The Parikrma Humanity Foundation is not simply about improving the lives of children that pass through its four schools, but to create a model that will help improve the lives of families nationwide. Walking into one of the foundation’s carefully decorated schools in a backstreet in Bangalore, it is easy to see the organisation carries enough passion and endeavour within its walls to create something bigger.
Bangalore, India’s Silicon Valley, has seen explosive growth with the world’s largest IT firms employing more than one million people. Sadly, just 10 per cent of those people come through the “outdated and moribund” state schooling system which sees the majority of kids drop out before the age of 16 and just nine per cent go on to college.
The poor are being left out of India’s economic growth engine, claimed Vivek Raju a founder member of Parikrma which is headed up by chief executive, hospitality magnate, and former Woman Entrepreneur of the Year, Shukla Bose, working alongside Kalpana Singh and Manab Bose.
“Parikrma was created with a simple question – ‘can any child, even the poorest from the slums of urban India, access the best opportunities and live a full and happy life?’,” said Raju, who has 15 years of marketing experience with the likes of Levis.

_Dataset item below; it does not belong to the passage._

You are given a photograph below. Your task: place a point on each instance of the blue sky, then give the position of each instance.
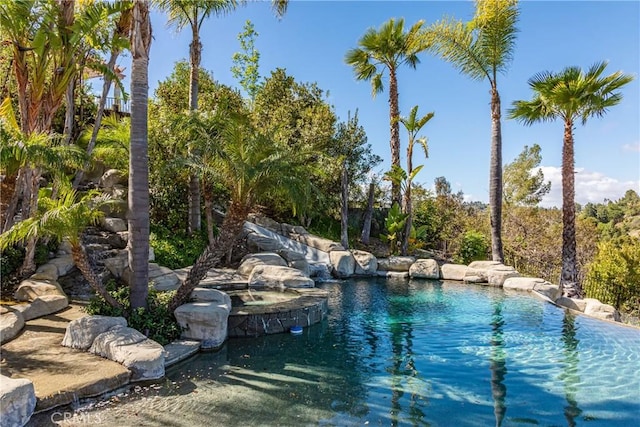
(310, 42)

Parikrma, founded in 2003, now has four centres teaching 1,300 children from 53 slum communities and five orphanages. Watching Raju tour us round the modest school is a real pleasure, the classrooms are adorned with tributes to the school’s brightest stars and their work. At the desks, the kids are polite, enthusiastic and brimming with a visible desire to succeed. The centres benefit from philanthropic donations such as secondhand computers from IT businesses. But perhaps one of the charity’s most important pieces of real estate has recently been added – its football ground.

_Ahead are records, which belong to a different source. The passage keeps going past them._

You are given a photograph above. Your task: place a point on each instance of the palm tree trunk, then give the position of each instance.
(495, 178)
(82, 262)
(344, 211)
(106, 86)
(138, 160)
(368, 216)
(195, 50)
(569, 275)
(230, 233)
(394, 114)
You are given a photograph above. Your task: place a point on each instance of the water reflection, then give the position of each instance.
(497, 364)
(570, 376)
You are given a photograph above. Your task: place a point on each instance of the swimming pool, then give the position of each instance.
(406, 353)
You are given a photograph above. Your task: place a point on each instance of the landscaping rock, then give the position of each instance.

The charity has created a United Parikrma Football programme at three age groups headed by a B-license coach from the Asian Football Confederation who also oversees the club’s athletics and Taekwondo activities.

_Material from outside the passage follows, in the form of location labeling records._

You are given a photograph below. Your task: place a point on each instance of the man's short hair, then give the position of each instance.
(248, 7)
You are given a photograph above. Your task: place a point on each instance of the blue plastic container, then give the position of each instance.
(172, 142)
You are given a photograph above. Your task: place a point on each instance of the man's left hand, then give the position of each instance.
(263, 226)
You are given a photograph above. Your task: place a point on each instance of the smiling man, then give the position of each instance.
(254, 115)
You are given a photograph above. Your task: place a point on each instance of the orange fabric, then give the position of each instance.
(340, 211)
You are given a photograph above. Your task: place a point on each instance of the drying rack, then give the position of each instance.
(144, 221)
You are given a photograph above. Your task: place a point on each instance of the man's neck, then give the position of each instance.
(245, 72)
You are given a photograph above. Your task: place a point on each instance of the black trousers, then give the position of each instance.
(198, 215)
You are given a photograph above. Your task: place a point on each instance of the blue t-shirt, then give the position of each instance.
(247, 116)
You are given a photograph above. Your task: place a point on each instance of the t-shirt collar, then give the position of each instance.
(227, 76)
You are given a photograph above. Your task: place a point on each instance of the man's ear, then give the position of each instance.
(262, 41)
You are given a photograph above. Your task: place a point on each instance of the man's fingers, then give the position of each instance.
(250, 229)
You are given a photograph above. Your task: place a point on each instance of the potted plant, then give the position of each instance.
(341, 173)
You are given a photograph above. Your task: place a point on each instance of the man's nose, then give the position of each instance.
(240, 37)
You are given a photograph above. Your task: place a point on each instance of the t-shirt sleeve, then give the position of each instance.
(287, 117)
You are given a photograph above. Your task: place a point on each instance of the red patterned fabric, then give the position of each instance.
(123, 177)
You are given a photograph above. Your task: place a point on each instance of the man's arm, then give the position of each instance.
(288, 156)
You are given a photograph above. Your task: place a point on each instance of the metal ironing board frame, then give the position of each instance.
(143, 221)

After seven years of scraping together practice sessions at facilities a tenth the size of a football field, Parikrma opened a new ground to complement its central coaching programme launched last year, and now train kids four times a week. Having carved out a good reputation at inter-school and national level, winning Coca-Cola sponsored tournaments, the club turned organiser in creating the inaugural Parikrma Champions League, drawing together the best teams in the city for 48 matches over five days last year.
Raju said: “We found that there was no one tournament that got all the best teams of the city to play with each other. We wanted to give our children exposure to high level of football and determine who the real champion was. For the first time, the teams walked out through a tunnel onto the astro-turf, a matter of great excitement for the children who said they felt like ‘professionals’.”
Former Indian national team captain Baichung Bhutia attended the finals to give away the honours and plans for this year’s tournament are underway.

Parikrma team with former Indian captain Baichung Bhutia
Individually a number of Parikrma’s best players have become stars at state level, and one player, Tong Mong, has gone on to play for the Indian Bank team in the Super League, one league below the Indian Premier League.
Raju believes sport is integral to the development of the children at the charity. He said: “On the field, only ability and passion count. Social and other man-made divisions are rendered irrelevant. Today, the opportunities to pursue one’s interest and ability in sport is great and talent and passion are all that are needed for a child in poverty to break that cycle once and for all.”
He also argues that India’s growing presence in international football – via the likes of Blackburn Rovers’ sponsor Venky’s and new FIFA-built academies – and football’s increasing popularity in the country offer opportunity.
“The time is ripe for children from poor backgrounds to make use of this,” said Raju. “These children come with great determination to play to their best and football, given it’s easy accessibility and low cost, provides them with that outlet to express themselves.”

Parikrma’s overarching goal is to ensure 90 per cent of its children go to college to study subjects like engineering, medicine, art, hotel management, science and nursing.
In footballing terms, its goals are equally ambitious, taking the team to victory in the national schools tournament, the Subroto Cup and aiming to “institutionalise excellence”.
As Raju beams over children learning to tell the time it is apparent that this excellence is going to come through nurture, careful teaching and a passion that knows no bounds.